Former Proud Boys leader Enrique Tarrio alleged that federal prosecutors attempted to manipulate him into implicating former President Donald Trump in the January 6, 2021, Capitol riot.
Despite not being present in Washington, DC, on the day of the riot, U.S. District Judge Timothy Kelly sentenced Tarrio to a record 22 years in prison.
Tarrio told the Washington Post that prosecutors asked him about Trump’s role in the riot and showed him messages linking him to Trump through two intermediaries. He said he didn’t know the third person connected to Trump and refused to name the people who prosecutors claimed linked him to the former president. “They weren’t trying to get the truth,” Tarrio said. “They were trying to coerce me into signing something that’s not true.”
Additionally, Tarrio asserted that the prosecutors did not ask him about Roger Stone, a close associate of Trump’s, or Ali Alexander, a promoter of the “Stop the Steal” rally.
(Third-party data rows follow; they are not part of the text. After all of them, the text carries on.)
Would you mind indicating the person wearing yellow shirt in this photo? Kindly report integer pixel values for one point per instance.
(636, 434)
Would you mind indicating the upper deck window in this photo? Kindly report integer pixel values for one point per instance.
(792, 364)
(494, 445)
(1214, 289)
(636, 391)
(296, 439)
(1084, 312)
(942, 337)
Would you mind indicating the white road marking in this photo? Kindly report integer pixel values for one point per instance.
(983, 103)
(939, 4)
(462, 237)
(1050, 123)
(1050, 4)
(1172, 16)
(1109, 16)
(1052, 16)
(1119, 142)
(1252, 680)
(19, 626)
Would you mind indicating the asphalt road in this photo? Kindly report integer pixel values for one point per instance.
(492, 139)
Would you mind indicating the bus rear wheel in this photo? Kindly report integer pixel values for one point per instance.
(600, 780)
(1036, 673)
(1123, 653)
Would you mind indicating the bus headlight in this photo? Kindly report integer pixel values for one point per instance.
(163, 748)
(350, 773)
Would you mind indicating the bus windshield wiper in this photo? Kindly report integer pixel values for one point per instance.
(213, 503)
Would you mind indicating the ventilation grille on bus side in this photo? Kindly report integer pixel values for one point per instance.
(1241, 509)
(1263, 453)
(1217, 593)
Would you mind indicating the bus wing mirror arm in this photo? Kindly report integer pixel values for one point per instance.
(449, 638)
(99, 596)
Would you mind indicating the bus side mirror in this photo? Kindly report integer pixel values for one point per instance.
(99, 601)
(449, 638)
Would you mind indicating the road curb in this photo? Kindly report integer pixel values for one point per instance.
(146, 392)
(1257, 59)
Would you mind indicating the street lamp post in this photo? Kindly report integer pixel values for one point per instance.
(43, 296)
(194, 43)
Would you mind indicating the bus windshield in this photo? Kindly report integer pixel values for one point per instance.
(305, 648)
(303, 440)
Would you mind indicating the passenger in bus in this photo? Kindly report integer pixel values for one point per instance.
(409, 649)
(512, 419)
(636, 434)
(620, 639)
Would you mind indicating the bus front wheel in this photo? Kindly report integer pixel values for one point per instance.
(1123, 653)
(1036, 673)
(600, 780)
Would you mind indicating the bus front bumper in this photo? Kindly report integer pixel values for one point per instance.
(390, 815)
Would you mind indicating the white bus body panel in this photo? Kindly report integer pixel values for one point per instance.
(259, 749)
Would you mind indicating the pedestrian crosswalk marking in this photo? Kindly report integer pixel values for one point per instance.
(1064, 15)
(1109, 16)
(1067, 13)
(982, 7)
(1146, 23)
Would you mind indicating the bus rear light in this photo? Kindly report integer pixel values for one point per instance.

They also didn’t ask him about his knowledge of the events of January 6 beyond the supposed connection to Trump.
Prosecutors later offered Tarrio a deal: nine to 11 years in prison if he pleaded guilty to seditious conspiracy, an offer he declined. During his sentencing hearing, Judge Kelly described Tarrio as “the ultimate leader, the ultimate person who organized, who was motivated by revolutionary zeal.”
Tarrio apologized to law enforcement officials who responded to the Capitol riot. “To the men and women of law enforcement who answered the call that day, I’m sorry,” he said. “I have always tried to hold myself to a higher standard, and I failed. I failed miserably. I thought of myself morally above others, and this trial has humbled me.”
Tarrio is among the 1,100 individuals who have been charged in relation to the Capitol riot and one of the 370 who have received prison sentences.